High school senior awarded more than $3 million in scholarships
Arianna Alexander was accepted to 26 schools and offered more than $3M in scholarships. Are elite schools becoming more sensitive to the needs of lower-income students?
For Arianna Alexander, making a decision about college wasn't easy: she had more than two dozen to choose from. The recent Kenwood Academy graduate was accepted to 26 schools, six of them Ivy League, and was awarded more than $3 million in scholarships.
Kenwood Academy, a magnet high school in Chicago, is known for its success at getting students into college, and making sure they can pay for it. The 371 students in this year's class earned $39.6 million in scholarship money. Three, including Alexander, are part of the Gates Scholars program, which covers unmet needs for low-income minority students.
For Alexander, the money means she will be able to attend her first choice school, the University of Pennsylvania, to study business.
"I feel like it means I can afford college and I don't have to worry about it. I feel like that's an issue for a lot of people my age," she told Chicago's ABC affiliate.

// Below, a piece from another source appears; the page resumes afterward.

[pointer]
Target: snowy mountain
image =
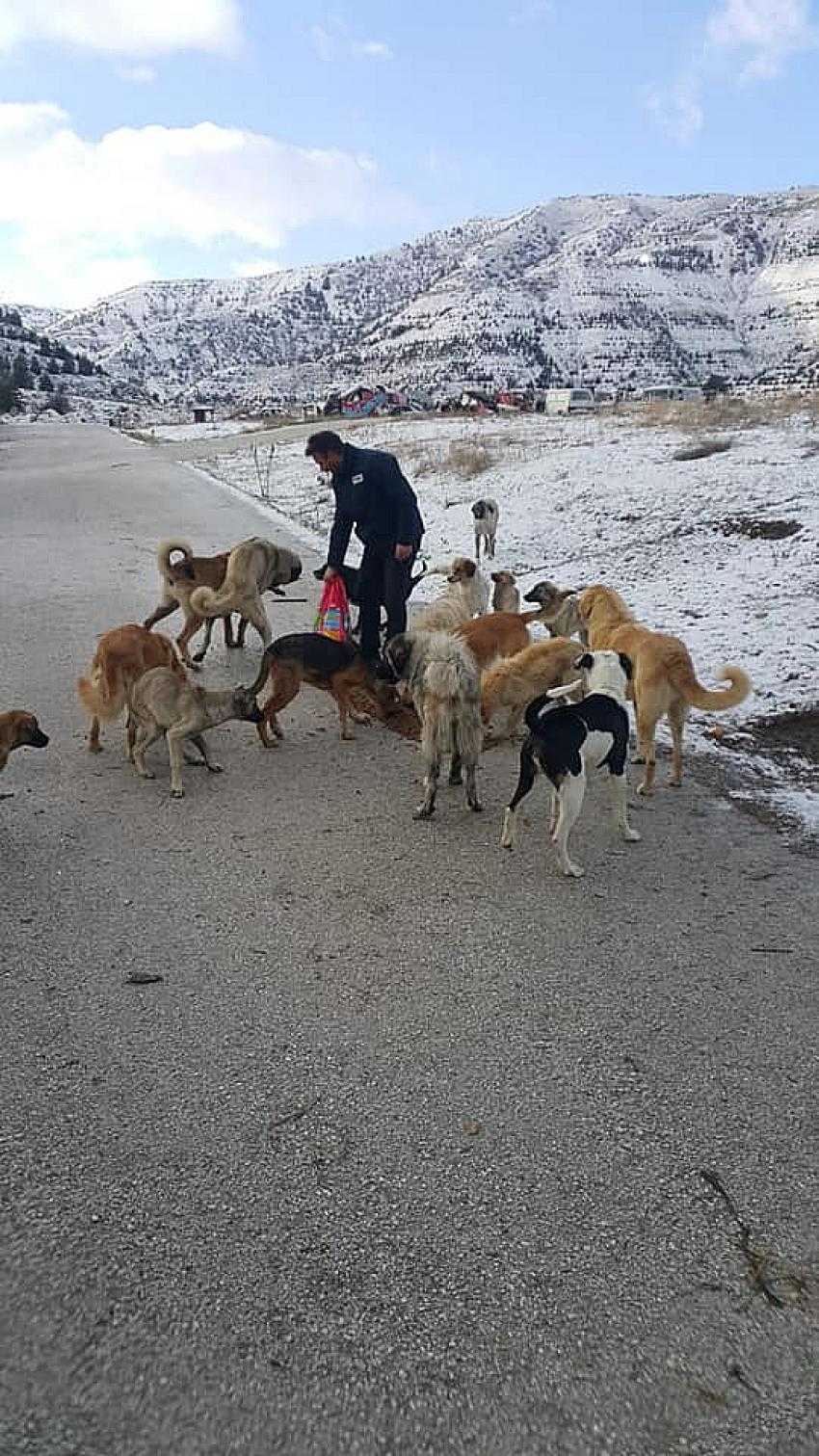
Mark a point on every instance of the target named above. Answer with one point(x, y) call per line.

The nation's top colleges seem to be increasingly sensitive to this issue, as many now offer free tuition to students whose family income falls below a certain threshold. Earlier this year, Stanford University announced that families whose income and assets totaled under $125,000 would not have to pay tuition. Many of its peers, such as Harvard and MIT, have similar policies.
But while financial aid offers grow increasingly generous, the cost of college is increasing as well, especially at elite universities. The average cost of an in-state public education in 2014-15 was $9,139, and the average cost of a private school was $31,231. More than 50 highly-ranked schools, such as the University of Chicago and Northwestern University, cost upwards of $60,000 a year.
For many high-achieving students, an elite education is still unaffordable. Ronald Nelson, a recent high school grad who made headlines for his admittance to all eight Ivy League schools, will attend the University of Alabama in the fall for financial reasons.
"With people being in debt for years and years, it wasn't a burden that Ronald wanted to take on and it wasn't a burden that we wanted to deal with for a number of years after undergraduate," Nelson's father, Ronald Sr., told Business Insider . "We can put that money away and spend it on his medical school, or any other graduate school."
Despite increasingly generous financial-aid policies, the socioeconomic makeup of the Ivies and other prestigious schools still heavily favors wealthier students. A study done by The New York Times showed that at the nation’s most selective 193 colleges and universities, affluent students (from the richest socioeconomic quarter of the population) outnumber economically disadvantaged students (from the bottom quarter) by 14 to 1.
William Deresiewicz, a former Yale University professor, believes that the socioeconomic imbalance is due not to high tuition costs, but to the "ever-growing cost of manufacturing children who are fit to compete in the college admissions game." This admissions game, he says, is tailored to upper middle-class families who can afford resume-boosters like music lessons, SAT prep courses, and service trips to Africa.
"The problem isn’t that there aren’t more qualified lower-income kids from which to choose," Deresiewicz writes in an article titled "Don't Send Your Kid to the Ivy League."
"Elite private colleges will never allow their students’ economic profile to mirror that of society as a whole," he writes. "They can’t afford to – they need a critical mass of full payers and they need to tend to their donor base – and it’s not even clear that they’d want to."